Review: Justice League/Mighty Morphin’ Power Rangers #2

By: Andrew Fontana

When this crossover was announced I thought it was the most ridiculous thing in the world. Pop culture is saturated with nostalgia. Everything from movies to fashion calls back to a simpler time when Trump wasn’t president and superheroes were drawn like bulging sacks of  muscle. Some things from that glorious era have held up nicely, but Power Rangers unfortunately has not. So when DC and Boom Studios planned to crossover the still too-gritty DC universe with the complete absurdity of Saban’s crown franchise, I saw the shadow of corporate fingers plucking the strings of nostalgia. I ‘m not embarrassed to admit that not only did the first issue of Justice League/Mighty Morphin’ Power Rangers completely shatter my expectations, it raised the bar for crossovers overall. Issue #2 builds on that well-laid foundation, and offers some exciting new developments to boot.

Taylor understands the appeal of a crossover like this. The interactions between the Justice League and the Power Rangers have an organic flow, highlighting the differences between the two teams as well as establishing their similarities.

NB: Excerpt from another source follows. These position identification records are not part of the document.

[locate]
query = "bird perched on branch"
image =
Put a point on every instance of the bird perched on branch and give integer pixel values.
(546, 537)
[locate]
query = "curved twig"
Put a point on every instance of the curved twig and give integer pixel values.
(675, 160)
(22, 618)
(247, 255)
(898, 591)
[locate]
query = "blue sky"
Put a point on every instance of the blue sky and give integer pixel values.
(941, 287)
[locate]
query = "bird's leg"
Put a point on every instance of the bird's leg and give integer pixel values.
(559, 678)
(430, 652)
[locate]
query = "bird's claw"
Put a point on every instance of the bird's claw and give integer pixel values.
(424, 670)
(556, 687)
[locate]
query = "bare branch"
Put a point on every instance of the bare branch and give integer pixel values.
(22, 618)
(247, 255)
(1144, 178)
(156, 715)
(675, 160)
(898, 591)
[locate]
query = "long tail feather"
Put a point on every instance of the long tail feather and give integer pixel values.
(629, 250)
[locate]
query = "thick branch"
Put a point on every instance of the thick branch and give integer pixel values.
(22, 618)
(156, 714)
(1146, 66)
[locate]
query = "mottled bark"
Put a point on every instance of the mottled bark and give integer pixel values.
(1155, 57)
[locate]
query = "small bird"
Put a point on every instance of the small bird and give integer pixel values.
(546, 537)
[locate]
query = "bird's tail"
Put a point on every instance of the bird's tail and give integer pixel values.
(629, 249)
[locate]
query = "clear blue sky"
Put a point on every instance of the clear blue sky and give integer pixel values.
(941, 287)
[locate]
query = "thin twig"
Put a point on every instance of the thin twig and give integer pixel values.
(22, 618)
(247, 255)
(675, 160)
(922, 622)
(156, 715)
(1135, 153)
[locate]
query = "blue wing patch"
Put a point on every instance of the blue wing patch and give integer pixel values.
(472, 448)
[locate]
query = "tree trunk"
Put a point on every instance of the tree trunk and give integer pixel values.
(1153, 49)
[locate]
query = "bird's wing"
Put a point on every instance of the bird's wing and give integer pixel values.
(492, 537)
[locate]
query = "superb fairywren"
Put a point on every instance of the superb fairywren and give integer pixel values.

There’s plenty of humor to be found here, like the Black Ranger commenting on Batman’s dour nature or Superman asking Kimmy to park her pterodactyl. These interactions between very different characters go a long way in making this issue an absolute joy to read. The potential team-up of Lord Zedd and a DC villain whose identity I will not spoil is another highlight. Its safe to say, however, that this dynamic duo promise to make the following issues very interesting indeed.

The success or failure of this issue’s art rests on whether it can meld the tone of two very distinct franchises. This Byrne does expertly. The showdown between the League and the Dinozords is rendered in the appropriate scale, as is the subtle differences in musculature between the teenaged rangers and the more adult DC heroes. Byrne’s stylized pencils makes the action in this issue explosive and dynamic.